Kitty Q also features German puns. One puzzle involves cake called “donauwelle,” which translates to “Danube wave cake,” a nod to waves in quantum mechanics. Another puzzle involves an elf. The puzzle’s solution hinges on the word for “elf” and “eleven” being homophones in German. (They rewrote the clues in the English version.)

Notably, non-physicists played leading roles in the design of these games. Choi trained as a sociologist and has worked in marketing. She tests her games on her own kids. For KittyQ, the original idea of a mobile app came from ctd.qmat’s press officer, Katja Lesser, during the pandemic, as a way to engage kids while schools were shut down.

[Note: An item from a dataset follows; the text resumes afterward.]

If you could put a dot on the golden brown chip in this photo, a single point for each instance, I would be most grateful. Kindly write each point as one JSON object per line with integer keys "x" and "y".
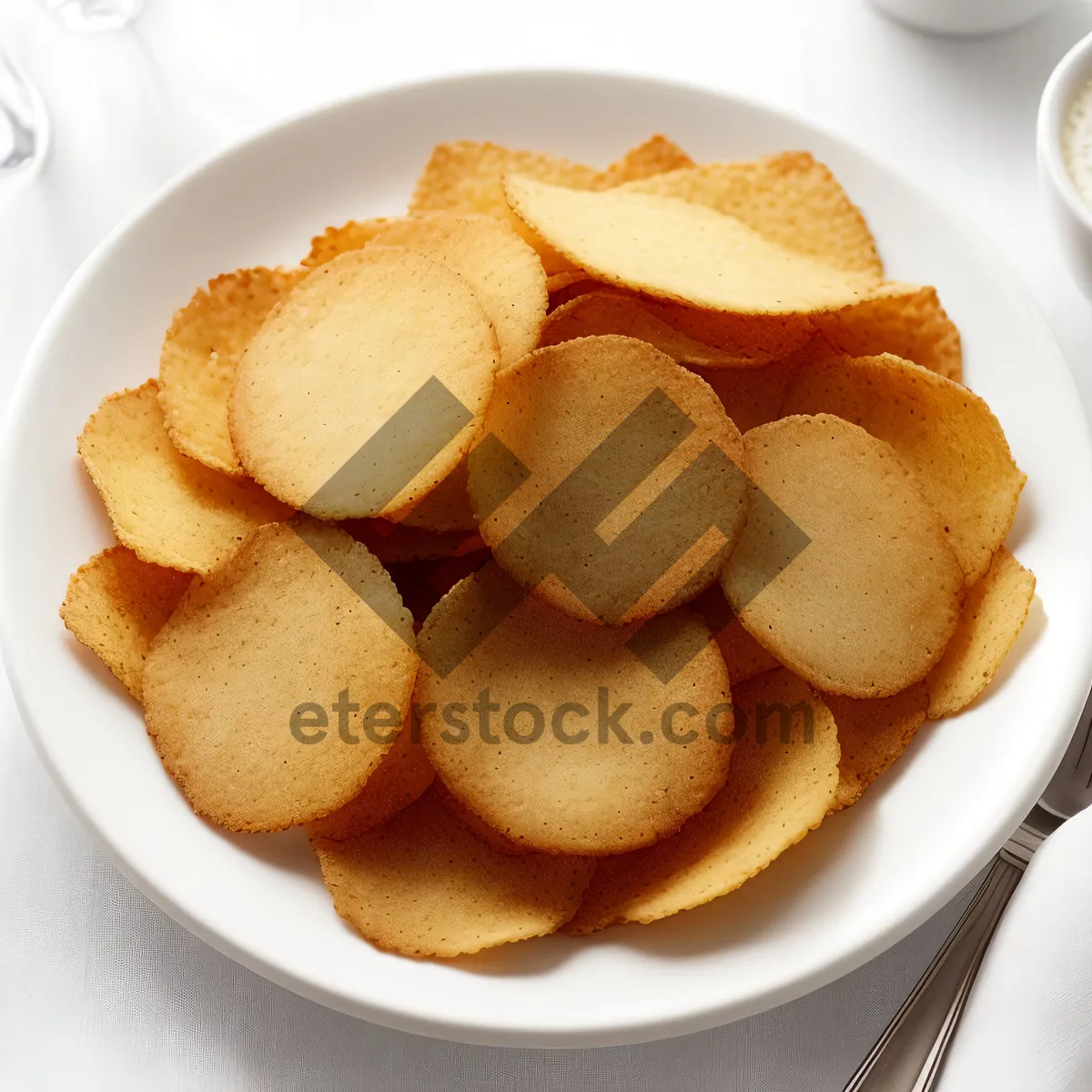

She recruited Philipp Stollenmayer, a mobile game developer, to design and create the game, which was released in 2021 and has since had 600,000 downloads, 470,000 of which are the English language version.

“You need a professional to develop and design the thing — otherwise you will never reach such a large audience,” says Vojta. “If this would have been some piece of educational software developed and written by physicists, this never would work.”

When designing Kitty Q, the physicists and non-physicists entered fun but contentious arguments over the appropriate level of technical detail to include. “We discussed every single Kittypedia text for hours,” said Lesser. “Every time, there was a little fight between the professional quantum physicist and the communication person who wanted it simpler.”

“Physicists have science that is dear to their hearts,” said Vojta. “The PR people and the educators want to simplify it. We have to cope with that.”